How Bad Posture Can Make the Best Workout Fail

Have you ever thought about why posture is so important? Ideal posture is when the musculoskeletal system functions at its best.

Take weightlifting, for example. Slouching while you bicep curl can put unnecessary strain on your back since your rounded shoulders are pulling at the muscles on your back side. Add in the extra dumbbell weight, and your back muscles are working overtime to keep you upright, which can cause pain when all you wanted was a stronger bicep.

The same goes for higher-impact workouts like running. Mile after mile of jogging with poor form can repetitively pound micro -trauma into your into your muscles and joints and lead to overuse injury. If this sounds familiar, that’s because it’s extremely common — research shows that most fitness-related injuries are due to overexertion , according to a 2015 survey of thousands of ER patients, and one main culprit behind overexertion is having orther muscles overcompensate if one is shortened (from, you guessed it, improper posture).


Bad posture can lead to numerous muscular imbalances. Upper Cross Syndrome is an imbalance between the flexors and extensors of the trunk.

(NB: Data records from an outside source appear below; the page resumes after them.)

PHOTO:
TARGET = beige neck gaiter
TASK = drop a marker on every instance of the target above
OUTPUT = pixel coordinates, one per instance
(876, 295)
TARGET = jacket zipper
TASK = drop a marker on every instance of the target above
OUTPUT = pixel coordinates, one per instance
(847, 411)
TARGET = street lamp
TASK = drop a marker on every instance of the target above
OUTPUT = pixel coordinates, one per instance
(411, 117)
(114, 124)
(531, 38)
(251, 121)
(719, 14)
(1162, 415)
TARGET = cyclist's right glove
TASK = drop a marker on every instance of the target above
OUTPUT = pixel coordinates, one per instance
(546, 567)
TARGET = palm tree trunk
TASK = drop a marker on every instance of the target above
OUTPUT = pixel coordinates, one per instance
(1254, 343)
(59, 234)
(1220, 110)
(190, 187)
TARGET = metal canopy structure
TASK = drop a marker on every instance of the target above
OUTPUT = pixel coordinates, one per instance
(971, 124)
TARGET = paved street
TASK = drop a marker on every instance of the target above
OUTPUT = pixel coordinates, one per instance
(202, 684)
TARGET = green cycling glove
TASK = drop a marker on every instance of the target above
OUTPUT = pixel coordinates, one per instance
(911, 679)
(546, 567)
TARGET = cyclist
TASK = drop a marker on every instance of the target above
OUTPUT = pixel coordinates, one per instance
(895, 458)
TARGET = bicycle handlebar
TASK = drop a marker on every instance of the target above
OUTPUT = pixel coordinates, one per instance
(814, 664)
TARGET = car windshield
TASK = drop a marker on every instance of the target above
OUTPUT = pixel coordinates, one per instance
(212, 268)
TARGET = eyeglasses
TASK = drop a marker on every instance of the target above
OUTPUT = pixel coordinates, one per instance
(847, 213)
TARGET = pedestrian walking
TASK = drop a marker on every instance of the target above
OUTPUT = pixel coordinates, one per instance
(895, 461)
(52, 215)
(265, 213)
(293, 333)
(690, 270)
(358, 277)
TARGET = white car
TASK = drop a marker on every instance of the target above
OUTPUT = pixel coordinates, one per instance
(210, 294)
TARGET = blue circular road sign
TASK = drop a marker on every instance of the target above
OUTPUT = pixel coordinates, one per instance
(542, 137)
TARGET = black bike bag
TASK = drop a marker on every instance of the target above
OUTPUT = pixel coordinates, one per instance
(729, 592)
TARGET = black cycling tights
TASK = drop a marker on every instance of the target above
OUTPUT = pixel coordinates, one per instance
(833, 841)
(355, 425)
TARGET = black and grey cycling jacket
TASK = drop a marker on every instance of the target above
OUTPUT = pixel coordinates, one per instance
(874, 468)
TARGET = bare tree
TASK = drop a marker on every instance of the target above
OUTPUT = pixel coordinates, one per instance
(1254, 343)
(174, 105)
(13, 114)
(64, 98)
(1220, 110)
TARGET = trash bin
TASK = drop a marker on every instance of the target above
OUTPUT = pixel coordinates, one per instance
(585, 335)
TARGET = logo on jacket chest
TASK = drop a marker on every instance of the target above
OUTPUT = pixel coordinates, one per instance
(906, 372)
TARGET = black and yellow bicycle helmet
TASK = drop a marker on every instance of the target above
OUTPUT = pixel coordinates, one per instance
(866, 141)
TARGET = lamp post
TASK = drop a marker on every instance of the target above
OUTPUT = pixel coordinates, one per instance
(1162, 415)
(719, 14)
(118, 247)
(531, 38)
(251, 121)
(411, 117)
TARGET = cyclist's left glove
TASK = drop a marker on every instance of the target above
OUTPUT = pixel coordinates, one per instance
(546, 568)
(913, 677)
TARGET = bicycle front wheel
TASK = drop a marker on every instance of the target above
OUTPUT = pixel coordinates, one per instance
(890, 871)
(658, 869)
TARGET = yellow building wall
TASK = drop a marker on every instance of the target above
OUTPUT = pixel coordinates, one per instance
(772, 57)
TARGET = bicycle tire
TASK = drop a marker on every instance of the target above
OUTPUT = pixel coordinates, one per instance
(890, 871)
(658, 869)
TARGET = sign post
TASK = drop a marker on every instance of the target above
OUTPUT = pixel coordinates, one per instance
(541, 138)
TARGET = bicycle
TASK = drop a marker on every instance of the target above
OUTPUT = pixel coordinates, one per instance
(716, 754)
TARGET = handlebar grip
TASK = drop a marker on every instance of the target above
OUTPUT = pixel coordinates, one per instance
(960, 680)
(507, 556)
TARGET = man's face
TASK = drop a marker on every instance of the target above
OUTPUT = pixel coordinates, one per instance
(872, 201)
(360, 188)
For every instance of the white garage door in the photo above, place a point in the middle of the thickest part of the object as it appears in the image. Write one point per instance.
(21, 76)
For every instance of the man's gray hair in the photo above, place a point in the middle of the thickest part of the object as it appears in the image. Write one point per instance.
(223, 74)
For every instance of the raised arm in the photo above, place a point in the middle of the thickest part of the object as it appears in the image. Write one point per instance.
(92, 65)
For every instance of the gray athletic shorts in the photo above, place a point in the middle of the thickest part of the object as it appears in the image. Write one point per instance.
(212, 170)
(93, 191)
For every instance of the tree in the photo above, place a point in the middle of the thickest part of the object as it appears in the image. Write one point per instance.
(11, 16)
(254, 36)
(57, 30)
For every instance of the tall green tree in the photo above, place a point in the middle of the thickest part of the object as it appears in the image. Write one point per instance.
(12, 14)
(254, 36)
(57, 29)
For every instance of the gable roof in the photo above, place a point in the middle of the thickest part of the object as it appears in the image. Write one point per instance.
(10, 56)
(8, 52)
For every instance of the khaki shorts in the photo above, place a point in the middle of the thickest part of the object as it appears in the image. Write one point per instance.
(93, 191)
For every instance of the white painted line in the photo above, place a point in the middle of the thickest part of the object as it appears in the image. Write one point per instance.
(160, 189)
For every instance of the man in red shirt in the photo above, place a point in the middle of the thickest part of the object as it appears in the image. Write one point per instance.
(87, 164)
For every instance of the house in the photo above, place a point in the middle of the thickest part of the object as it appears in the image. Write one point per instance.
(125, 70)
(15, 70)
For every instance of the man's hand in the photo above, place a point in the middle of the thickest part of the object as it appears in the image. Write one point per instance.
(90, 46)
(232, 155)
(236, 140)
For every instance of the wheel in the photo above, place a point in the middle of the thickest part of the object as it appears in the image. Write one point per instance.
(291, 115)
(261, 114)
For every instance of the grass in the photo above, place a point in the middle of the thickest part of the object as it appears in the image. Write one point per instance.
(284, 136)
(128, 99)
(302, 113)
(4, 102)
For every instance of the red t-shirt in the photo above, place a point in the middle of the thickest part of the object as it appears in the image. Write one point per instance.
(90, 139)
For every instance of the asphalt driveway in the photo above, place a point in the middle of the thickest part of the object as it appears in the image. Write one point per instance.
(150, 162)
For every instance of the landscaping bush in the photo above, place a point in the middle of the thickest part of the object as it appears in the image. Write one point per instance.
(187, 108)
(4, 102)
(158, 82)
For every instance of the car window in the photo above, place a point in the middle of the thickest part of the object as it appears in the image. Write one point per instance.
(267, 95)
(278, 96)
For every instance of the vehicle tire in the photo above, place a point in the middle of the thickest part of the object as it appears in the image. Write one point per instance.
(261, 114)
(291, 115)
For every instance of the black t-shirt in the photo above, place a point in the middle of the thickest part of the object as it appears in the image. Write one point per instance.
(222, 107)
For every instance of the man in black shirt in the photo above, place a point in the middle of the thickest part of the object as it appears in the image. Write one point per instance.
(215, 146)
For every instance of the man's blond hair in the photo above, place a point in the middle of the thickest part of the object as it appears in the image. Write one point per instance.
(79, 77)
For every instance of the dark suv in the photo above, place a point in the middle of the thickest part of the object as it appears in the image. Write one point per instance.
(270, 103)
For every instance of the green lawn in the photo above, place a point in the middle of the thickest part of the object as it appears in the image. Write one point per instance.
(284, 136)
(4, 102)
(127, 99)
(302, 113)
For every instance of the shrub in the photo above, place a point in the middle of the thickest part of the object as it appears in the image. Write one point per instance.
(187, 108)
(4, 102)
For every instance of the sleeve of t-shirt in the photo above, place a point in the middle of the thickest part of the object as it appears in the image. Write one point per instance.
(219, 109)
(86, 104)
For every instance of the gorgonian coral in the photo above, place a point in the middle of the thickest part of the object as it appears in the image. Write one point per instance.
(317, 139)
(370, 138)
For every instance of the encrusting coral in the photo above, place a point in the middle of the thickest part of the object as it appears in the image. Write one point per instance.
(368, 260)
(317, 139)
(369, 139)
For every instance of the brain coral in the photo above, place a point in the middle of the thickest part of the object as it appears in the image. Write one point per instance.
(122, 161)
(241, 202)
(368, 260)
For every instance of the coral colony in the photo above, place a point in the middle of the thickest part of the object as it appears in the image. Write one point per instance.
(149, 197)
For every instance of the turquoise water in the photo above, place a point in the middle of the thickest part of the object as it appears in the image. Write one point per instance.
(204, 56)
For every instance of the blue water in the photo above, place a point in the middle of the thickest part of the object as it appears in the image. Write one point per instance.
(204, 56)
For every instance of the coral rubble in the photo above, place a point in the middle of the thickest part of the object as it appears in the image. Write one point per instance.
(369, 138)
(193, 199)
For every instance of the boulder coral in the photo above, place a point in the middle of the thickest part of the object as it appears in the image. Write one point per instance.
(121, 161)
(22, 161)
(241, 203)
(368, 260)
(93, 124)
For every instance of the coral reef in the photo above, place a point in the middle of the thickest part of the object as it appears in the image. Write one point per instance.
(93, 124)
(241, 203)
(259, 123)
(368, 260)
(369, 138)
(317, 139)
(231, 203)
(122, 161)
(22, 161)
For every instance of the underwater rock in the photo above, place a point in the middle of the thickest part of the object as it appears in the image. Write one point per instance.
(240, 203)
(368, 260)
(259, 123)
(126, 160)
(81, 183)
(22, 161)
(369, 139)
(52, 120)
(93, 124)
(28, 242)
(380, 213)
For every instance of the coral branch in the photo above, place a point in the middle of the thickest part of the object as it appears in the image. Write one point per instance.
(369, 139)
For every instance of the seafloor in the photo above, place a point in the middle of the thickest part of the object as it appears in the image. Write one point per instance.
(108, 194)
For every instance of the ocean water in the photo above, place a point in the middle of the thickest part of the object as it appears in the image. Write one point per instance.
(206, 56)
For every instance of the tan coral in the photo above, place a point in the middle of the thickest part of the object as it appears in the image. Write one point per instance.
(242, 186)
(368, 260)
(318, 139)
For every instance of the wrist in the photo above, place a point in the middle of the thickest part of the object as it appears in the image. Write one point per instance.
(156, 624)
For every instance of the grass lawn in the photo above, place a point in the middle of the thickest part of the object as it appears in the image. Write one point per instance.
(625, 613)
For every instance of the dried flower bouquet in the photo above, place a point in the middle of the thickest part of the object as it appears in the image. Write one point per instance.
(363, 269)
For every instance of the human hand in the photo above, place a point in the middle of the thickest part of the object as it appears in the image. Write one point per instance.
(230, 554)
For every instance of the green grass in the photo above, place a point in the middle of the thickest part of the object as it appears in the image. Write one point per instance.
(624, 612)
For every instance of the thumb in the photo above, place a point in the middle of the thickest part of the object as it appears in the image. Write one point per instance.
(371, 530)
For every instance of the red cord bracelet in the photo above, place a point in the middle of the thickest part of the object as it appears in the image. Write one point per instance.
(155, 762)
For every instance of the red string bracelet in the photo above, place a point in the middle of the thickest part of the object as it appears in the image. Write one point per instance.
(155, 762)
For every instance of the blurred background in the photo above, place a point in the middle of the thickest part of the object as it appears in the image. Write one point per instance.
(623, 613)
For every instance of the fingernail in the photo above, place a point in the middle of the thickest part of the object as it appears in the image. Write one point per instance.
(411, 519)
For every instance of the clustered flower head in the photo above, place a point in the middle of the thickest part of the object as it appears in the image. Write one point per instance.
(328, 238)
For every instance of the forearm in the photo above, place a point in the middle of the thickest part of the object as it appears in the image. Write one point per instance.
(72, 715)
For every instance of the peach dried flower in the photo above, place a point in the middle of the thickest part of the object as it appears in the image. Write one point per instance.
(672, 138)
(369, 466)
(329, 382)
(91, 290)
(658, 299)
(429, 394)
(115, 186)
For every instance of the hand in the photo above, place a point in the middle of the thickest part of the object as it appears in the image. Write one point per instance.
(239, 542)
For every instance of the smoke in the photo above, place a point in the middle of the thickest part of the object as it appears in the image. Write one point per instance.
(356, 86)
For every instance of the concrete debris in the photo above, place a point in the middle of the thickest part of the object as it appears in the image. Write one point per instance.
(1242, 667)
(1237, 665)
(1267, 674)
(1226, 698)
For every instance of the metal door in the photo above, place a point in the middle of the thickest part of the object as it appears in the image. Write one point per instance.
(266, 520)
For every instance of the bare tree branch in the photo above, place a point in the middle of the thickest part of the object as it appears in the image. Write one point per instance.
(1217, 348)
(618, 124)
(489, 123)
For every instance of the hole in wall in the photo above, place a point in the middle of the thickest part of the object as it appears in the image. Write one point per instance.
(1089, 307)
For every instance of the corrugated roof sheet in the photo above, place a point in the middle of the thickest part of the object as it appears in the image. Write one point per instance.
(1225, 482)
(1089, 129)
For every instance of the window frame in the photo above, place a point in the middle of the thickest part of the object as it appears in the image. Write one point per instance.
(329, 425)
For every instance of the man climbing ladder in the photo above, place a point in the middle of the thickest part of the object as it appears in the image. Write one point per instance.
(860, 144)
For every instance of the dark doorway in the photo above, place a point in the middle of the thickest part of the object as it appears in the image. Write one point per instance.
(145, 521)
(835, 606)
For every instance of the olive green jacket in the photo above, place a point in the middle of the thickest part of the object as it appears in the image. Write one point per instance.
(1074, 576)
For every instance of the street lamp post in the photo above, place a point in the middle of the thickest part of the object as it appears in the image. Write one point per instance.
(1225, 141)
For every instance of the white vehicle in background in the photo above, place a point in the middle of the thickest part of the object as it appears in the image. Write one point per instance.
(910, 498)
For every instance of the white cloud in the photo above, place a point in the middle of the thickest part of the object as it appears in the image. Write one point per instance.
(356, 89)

This is often seen in people who spend a lot of time hunched over a computer all day. Or, for those who do a lot of abdominal crunches without exercising the back. It’s important to counterbalance the flexion of the abdominals.

As the abdominal muscles become stronger than their antagonists, the following imbalances in the body occur:

  • Short and tight upper abdominals
  • Depressed Sternum
  • Forward head
  • Increased thoracic kyphosis

Take a look at the lower half of the body. Lower Cross Syndrome is a shortening of the lumbar erectors, ilipsoas, rectus femoris and tensor fascia latae with lengthening of the lower abdominal musculature, hamstrings, thoracic extensors and superficial cervical flexors. Basically you’ll look like you have a Donald Duck butt.

This type of posture is usually seen in people who spend most of their on the seated machines at gyms. The machines lock you into a sagittal plane, yet you function daily in multiple planes: transverse, frontal and sagittal.

  • Transverse: rotational
  • Frontal: side to side
  • Sagittal: forward and backward

Exercising in one plane weakens your smaller muscular stabilizers, which may cause injuries when you do movements such as lifting a grocery bag. You might strain your back, or worse, slip a disc.